Dentro da sala em que se prepara, ele coloca a barba longa e branca, o bigode que chega a enrolar nas pontas, e antes de posicionar os cabelos encaracolados, a campainha toca. Então, o professor abre a porta, se escondendo atrás dela, pois não pode ser visto por qualquer pessoa de fora enquanto se caracteriza. O motivo? "Para não perder a magia", afirma.
Depois de posicionar os cabelos e a toquinha vermelha, é a hora de colocar os demais acessórios. Assim que o homem de 58 anos, que não aparenta ter mais de 45 anos, coloca os óculos ovais no rosto, é como se o Papai Noel estivesse encarnado ali.
Seu rosto parece que ganha linhas de expressões que marcam o quanto o tempo passou, e a impressão é de que se está diante de uma pessoa que conhece a vida toda. É como um encontro com o passado, com a infância. De fato, naquela sala, estava o verdadeiro Papai Noel.
Enquanto caminha em direção ao elevador que o leva para primeiro piso do Miramar Shopping, onde fica seu trono, o ator precisa passar por uma porta que tem o reconhecimento facial para liberar o acesso, e pasmem: o leitor o reconhece como o Bom Velhinho.
35 anos como Noel
A história de B.V. como o mais famoso personagem natalino começa em 1988, quando vestiu pela primeira vez a roupa do bom velhinho, ao ser contratado por uma empresa. "É uma consequência do meu trabalho de ator. Eu sou ator desde muito jovem e aí surgiu o convite. Geralmente, era um funcionário que se vestia, mas eles não estavam contentes. E foi assim que eu comecei a primeira vez de Papai Noel”, relembra.
Quase dez anos depois, ele foi chamado para uma atividade com as crianças no shopping onde atua hoje, e, a partir disso, surgiu o convite para participar das festividades do Natal. Desde lá, ele só deixou de trabalhar nessa época dentro do estabelecimento por três anos, e com isso, soma mais de 23 natais, levando alegria para crianças, adultos e até pets.
B.V. encara mesmo o personagem, que é inspirado no bispo São Nicolau, criado no século IV por Nicolau Taumaturgo. Em sigilo, ele colocava um saco com moedas de ouro na chaminé das casas dos mais necessitados na época do Natal.
"Eu gosto de pesquisar quem é o personagem, a lenda, as histórias, o porquê que ele distribui o presente. Agora, o resultado é o personagem, talvez, o mais difícil. Eu fui aprendendo que o Papai Noel é muito maior que todos nós. Muito maior do que qualquer personagem que eu já tenha feito. Porque ele é real, né? As pessoas não vão ali ver um personagem, uma cena, uma história. Eles vão conversar com uma pessoa", confessa.

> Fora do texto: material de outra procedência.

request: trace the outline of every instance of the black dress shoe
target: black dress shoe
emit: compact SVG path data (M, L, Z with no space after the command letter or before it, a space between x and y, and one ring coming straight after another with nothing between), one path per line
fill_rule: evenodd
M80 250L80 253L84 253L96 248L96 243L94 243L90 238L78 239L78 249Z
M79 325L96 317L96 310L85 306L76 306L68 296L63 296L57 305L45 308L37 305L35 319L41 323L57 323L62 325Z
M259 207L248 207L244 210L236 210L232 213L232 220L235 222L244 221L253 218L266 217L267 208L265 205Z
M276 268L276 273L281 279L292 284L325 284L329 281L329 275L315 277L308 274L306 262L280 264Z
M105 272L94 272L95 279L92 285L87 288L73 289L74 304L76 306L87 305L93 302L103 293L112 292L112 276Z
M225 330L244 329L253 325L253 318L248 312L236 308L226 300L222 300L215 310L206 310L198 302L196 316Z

O Bom Velhinho também o ajudou a superar os próprios limites. Em 2005, ele precisou se aventurar e descer de rapel do último andar do shopping, mesmo muitos duvidando de sua capacidade. "Desci com o shopping lotado, minha esposa grávida na plateia, quase que a bebê nasceu porque ela ficou nervosa, assim como a minha mãe. Mas eu estava me divertindo muito."
Viver a magia do Natal é ainda uma fonte de renda extra importante para esse artista autônomo. "Papai Noel me ajuda a ter o meu 13º de artista", acrescenta ele.
A troca ao longo dos anos
O ator classifica o personagem como uma mistura de psicólogo com um tio mais velho e brincalhão. Psicólogo porque ouve desabafos e angústia de quem pega a fila para vê-lo, sobretudo os adultos. Já o tio brincalhão leva alegria para aqueles que buscam por um abraço sincero e amoroso, além de escutar o pedido do presente. Nessa, todo mundo ganha, inclusive B.V..
"Eu dou muito carinho, dou muita alegria para as pessoas, mas eu sou um só. E todo mundo devolve isso para mim. A volta dos abraços, dos sorrisos, das crianças, eu saio ganhando", relata emocionado.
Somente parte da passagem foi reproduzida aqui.